Öğrenciler ve aileleri tarafından en çok merak edilen konulardan biri olan yurtlar konusunda da açıklama yapan Rektör Karabulut, “Yurtlar konusunda Gençlik ve Spor Bakanlığına teşekkür ediyoruz. Süreç içerisinde destek istedik geri çevirmediler. Yeni yurtların da yapılma projesi var hem Yeşilyurt hem Battalgazi yerleşkemiz için. Beşinci nesil üniversite olmak için eğitim öğretimin yanında araştırma geliştirme, topluma hizmet çok önemli. Biz mümkün olduğunca eğitim öğretim, araştırma, akademik makale sayısını arttıracağız ve diğer taraftan da bu akademik makaleleri ne zaman topluma hizmete dönüştürürsek o zaman başarıyı yakalamış oluruz diye düşünüyoruz. Beşinci nesil üniversite olma yolunda akreditasyon olarak kalite faaliyetlerimizi hayata geçirmeye, bilinçli kalite uygulamaları yapmaya çalışıyoruz.
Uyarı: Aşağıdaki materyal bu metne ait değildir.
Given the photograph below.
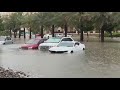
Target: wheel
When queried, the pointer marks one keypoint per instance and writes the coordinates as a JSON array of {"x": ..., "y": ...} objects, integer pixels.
[{"x": 71, "y": 52}]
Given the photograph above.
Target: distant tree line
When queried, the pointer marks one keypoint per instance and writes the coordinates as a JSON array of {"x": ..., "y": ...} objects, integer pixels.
[{"x": 81, "y": 21}]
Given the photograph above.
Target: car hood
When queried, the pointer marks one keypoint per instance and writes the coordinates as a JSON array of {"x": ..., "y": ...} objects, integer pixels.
[
  {"x": 1, "y": 42},
  {"x": 29, "y": 45},
  {"x": 48, "y": 44},
  {"x": 60, "y": 48}
]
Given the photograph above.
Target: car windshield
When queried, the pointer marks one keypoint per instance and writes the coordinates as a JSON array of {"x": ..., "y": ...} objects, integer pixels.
[
  {"x": 65, "y": 44},
  {"x": 2, "y": 38},
  {"x": 53, "y": 40},
  {"x": 33, "y": 41}
]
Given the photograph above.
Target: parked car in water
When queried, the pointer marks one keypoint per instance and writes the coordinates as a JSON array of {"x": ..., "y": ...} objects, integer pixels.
[
  {"x": 5, "y": 40},
  {"x": 54, "y": 41},
  {"x": 47, "y": 36},
  {"x": 49, "y": 43},
  {"x": 67, "y": 47},
  {"x": 33, "y": 43}
]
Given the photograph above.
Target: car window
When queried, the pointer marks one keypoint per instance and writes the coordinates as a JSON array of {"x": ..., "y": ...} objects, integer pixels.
[
  {"x": 53, "y": 40},
  {"x": 66, "y": 39},
  {"x": 65, "y": 44},
  {"x": 77, "y": 43},
  {"x": 41, "y": 41}
]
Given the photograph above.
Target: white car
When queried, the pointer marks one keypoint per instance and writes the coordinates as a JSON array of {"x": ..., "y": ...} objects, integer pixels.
[
  {"x": 62, "y": 35},
  {"x": 47, "y": 36},
  {"x": 67, "y": 47},
  {"x": 5, "y": 40},
  {"x": 54, "y": 41},
  {"x": 49, "y": 43}
]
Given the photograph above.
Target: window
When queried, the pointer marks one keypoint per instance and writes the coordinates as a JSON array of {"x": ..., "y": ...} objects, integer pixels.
[{"x": 66, "y": 39}]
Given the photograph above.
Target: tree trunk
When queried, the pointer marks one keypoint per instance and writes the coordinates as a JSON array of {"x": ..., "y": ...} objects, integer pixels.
[
  {"x": 30, "y": 33},
  {"x": 102, "y": 35},
  {"x": 10, "y": 33},
  {"x": 111, "y": 35},
  {"x": 24, "y": 34},
  {"x": 42, "y": 31},
  {"x": 66, "y": 29},
  {"x": 19, "y": 33},
  {"x": 87, "y": 34},
  {"x": 53, "y": 30}
]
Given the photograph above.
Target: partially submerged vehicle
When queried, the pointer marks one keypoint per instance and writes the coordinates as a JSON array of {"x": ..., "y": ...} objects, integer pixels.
[
  {"x": 67, "y": 47},
  {"x": 49, "y": 43},
  {"x": 54, "y": 41},
  {"x": 5, "y": 40},
  {"x": 33, "y": 43}
]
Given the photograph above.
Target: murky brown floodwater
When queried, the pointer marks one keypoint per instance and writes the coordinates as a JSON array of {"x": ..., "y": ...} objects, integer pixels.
[{"x": 98, "y": 60}]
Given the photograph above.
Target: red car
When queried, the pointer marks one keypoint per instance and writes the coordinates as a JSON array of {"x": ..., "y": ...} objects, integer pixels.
[{"x": 33, "y": 43}]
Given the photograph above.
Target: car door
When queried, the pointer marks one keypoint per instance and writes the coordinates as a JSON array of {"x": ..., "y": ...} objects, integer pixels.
[
  {"x": 8, "y": 40},
  {"x": 77, "y": 47}
]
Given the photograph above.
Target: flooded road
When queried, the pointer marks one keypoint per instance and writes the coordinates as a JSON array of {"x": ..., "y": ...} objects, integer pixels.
[{"x": 99, "y": 60}]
Aynı zamanda öğrencilere verilen burslar ve giyinme yardımları konusuna da değinen Prof. Dr. Karabulut, “Genç butik mağazamız var, her bir öğrenci gidip dört tane kıyafeti, ayakkabılarına kadar alabiliyorlar. Vakfımızıca ihtiyacı olan öğrencilerimiz için burs imkanı sağlıyoruz. Yeme içme hususunda da talepleri anında değerlendiriyoruz, bizzat kontrol ediyorum, glütensiz menü isteyen, çölyak hastaları için menü isteyenler, diyet menüsü isteyen var hepsini değerlendirmeye aldık çalışmalar yapıyoruz” dedi.